Add RetryConfig record for RetryMiddleware (#150)

chris-colinsky · web-flow · commit 8dde25a939a5 · 2026-06-10T17:03:21.000-07:00
* Add RetryConfig record for RetryMiddleware Replace RetryMiddleware's individual constructor kwargs with a single frozen RetryConfig (max_attempts / classifier / backoff / on_retry), constructed as RetryMiddleware(RetryConfig(...)).

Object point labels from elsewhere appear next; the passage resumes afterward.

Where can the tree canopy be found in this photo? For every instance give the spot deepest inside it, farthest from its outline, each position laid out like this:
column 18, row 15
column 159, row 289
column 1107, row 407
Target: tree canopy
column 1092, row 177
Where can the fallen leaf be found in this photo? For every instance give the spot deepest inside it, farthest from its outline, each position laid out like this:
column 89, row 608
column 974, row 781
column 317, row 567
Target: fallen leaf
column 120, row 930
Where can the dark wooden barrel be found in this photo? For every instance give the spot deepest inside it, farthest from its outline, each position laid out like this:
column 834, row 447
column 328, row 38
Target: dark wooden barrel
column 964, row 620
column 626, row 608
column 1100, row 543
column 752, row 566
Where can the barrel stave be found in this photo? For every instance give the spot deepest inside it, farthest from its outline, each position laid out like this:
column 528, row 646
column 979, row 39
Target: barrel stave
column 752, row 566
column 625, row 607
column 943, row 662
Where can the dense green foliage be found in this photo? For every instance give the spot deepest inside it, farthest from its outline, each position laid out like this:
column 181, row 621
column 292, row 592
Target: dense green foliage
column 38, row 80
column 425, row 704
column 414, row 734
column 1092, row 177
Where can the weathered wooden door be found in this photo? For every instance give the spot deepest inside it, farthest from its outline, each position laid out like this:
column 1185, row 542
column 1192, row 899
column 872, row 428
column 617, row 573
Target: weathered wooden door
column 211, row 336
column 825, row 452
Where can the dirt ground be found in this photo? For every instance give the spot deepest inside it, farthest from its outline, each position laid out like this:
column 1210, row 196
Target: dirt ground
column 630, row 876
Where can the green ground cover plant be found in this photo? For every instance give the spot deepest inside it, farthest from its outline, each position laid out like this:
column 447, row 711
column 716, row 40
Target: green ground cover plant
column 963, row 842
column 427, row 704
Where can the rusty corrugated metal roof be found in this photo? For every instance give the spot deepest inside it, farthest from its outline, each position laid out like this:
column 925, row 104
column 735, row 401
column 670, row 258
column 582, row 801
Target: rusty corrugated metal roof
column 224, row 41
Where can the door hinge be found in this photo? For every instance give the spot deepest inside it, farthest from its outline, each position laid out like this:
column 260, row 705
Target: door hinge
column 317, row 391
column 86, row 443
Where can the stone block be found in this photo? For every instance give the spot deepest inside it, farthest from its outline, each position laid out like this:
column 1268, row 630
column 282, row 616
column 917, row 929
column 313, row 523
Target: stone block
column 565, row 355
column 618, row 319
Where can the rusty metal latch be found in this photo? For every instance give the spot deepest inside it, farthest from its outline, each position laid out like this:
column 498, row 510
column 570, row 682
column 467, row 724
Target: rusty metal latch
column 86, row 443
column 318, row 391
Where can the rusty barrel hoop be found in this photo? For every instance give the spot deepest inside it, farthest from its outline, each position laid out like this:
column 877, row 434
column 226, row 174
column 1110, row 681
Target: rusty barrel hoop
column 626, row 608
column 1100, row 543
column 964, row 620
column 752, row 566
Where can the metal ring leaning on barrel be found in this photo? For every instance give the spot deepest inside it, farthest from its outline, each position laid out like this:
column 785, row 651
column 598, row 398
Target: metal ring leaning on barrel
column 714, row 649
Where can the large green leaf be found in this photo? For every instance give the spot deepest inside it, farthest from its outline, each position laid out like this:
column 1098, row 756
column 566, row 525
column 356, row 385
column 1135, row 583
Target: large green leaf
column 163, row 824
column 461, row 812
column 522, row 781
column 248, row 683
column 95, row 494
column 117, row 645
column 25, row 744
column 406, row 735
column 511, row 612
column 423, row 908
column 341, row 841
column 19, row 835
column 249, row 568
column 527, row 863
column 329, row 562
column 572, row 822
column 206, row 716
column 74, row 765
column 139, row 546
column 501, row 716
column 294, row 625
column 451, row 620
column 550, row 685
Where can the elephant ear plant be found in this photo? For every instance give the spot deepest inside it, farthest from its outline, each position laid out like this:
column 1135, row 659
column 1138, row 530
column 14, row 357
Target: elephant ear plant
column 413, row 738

This is the shared record the upcoming call-level complete(retry=...) parameter will take, so one config serves both the per-node and per-call retry layers. The config fields are Optional and resolve to the canonical defaults (default_classifier / exponential_jitter_backoff) once in the consumer, preserving the prior None-means-default behavior so fixture-driven construction stays robust. Breaking change to the RetryMiddleware constructor; all call sites across tests, examples, and docs are migrated. First of two refactor PRs splitting proposal 0050's remaining work; call-level retry follows. * Guard RetryMiddleware against non-RetryConfig args From CoPilot review of PR #150: RetryMiddleware now takes a positional config, so a non-RetryConfig argument (e.g. RetryMiddleware(3)) would construct and then fail with a cryptic AttributeError at retry time. Raise TypeError eagerly in __init__ with the correct-usage idiom, and add a test.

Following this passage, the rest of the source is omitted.